Внезапно раздался скрип. Так обычно скрипят рассохшиеся от времени деревянные половицы, если на них наступить. Мне показалось, что звук исходил откуда-то сверху, с чердака.
Я замерла. Спустя секунду скрип повторился, словно кто-то крался, желая остаться незамеченным. Я молниеносно влезла в шорты, накинула рубашку, завязав ее полы узлом на талии. Дотронулась рукой до кулона на шее. Замшевый шнурок был влажным и приятным на ощупь. Я спрятала кулон под рубашку и застегнула верхнюю пуговицу.
Затем бесшумно выскользнула из комнаты и на цыпочках поднялась по лестнице.
Дверь на чердак была распахнута. В ярком свете дня особенно выделялись следы запустения, царившие здесь: клочья паутины, свисавшие с потолка, хоровод пылинок в солнечных лучах, комья грязи на полу.
Я сделала шаг. Мне почудилось за спиной какое-то движение. Я повернулась.
Внезапно острая боль пронзила затылок, из глаз полетели искры, и мир померк.
Кара замерзла. Она перевернулась на другой бок и накрылась одеялом.
Тихий стук раздался, когда она уже задремала. Кара подумала, что это вернулась Вера, и открыла.
На пороге стоял Дюк. Вода стекала по его волосам, лицу, плечам – на улице по-прежнему шел дождь.

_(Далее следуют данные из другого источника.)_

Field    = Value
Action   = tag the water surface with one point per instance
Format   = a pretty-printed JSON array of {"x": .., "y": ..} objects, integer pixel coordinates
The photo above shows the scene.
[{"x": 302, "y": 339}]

– Прости, – прошептал Дюк и шагнул в комнату, – я не смог дождаться утра.
Сквозняк надул пузырь из тюлевой шторы, дверь с грохотом захлопнулась.
«Как капкан», – почему-то подумала Кара.
– Обними меня, – попросила она.
А он стоял и смотрел на нее, не решаясь подойти ближе. Ей не хотелось, чтобы он видел ее такую – растрепанную, в вылинявшей пижаме.
Она сама подошла к нему, встала на цыпочки и обняла руками за шею. И услышала, как сильно бьется его сердце.
Он нежно провел пальцами вдоль ее позвоночника, бережно притянул к себе.
– Я боюсь сломать тебя, – пробормотал он. – Ты хрупкая, как ребенок.
– Не бойся, – рассмеялась она. – Ты не знаешь, какая я сильная. Балерины все очень сильные.
– О, mia cara. Сам Господь послал мне тебя.
Он бережно поднял ее на руки и перенес на кровать. Она потянулась, чтобы погасить свет.
– Оставь, – хрипло выдохнул Дюк, – я хочу видеть тебя.
Его губы были мягкими и одновременно требовательными. Прикосновения пальцев – дразнящими и одурманивающими…
Кара опомнилась только тогда, когда пижамная куртка оказалась на полу.
– Нет, прошу тебя, нет, – испугалась она. – Они могут прийти в любой момент.
Дюк с трудом оторвался от нее. Потряс головой и запустил пятерню в спутанные волосы.
Кара поспешно прикрыла одеялом обнаженную грудь.
– Второй час ночи. Все давно спят, – сказал наконец Дюк.
– Ты не знаешь их… Они никогда не спят. Прости меня, но я не могу. Правда. Мне страшно. – Она вскинула на него глаза.
Он вскочил и заметался по номеру. Потом резко остановился.
– Собирайся, – распорядился он. – Мы уедем прямо сейчас.
– Что? Сейчас?
– Машина внизу. Через три часа мы будем в Неаполе. Там нас никто не найдет.
– Нет, это невозможно, – Кара замотала головой, – я не могу так сразу.
– Мой дядя, брат матери – кардинал, влиятельный человек в Ватикане. Нас обвенчают в соборе Святого Петра. Хочешь, я добьюсь, и обряд проведет сам папа?
– Я не могу, – прошептала Кара и всхлипнула.
– O, Madonna, – простонал Дюк и опустился на колени рядом с кроватью, в его глазах читалась мука, – почему?
– Но как же? Мне же надо попрощаться. С Верой, с друзьями… Я же никогда больше не увижу их… Никогда, понимаешь?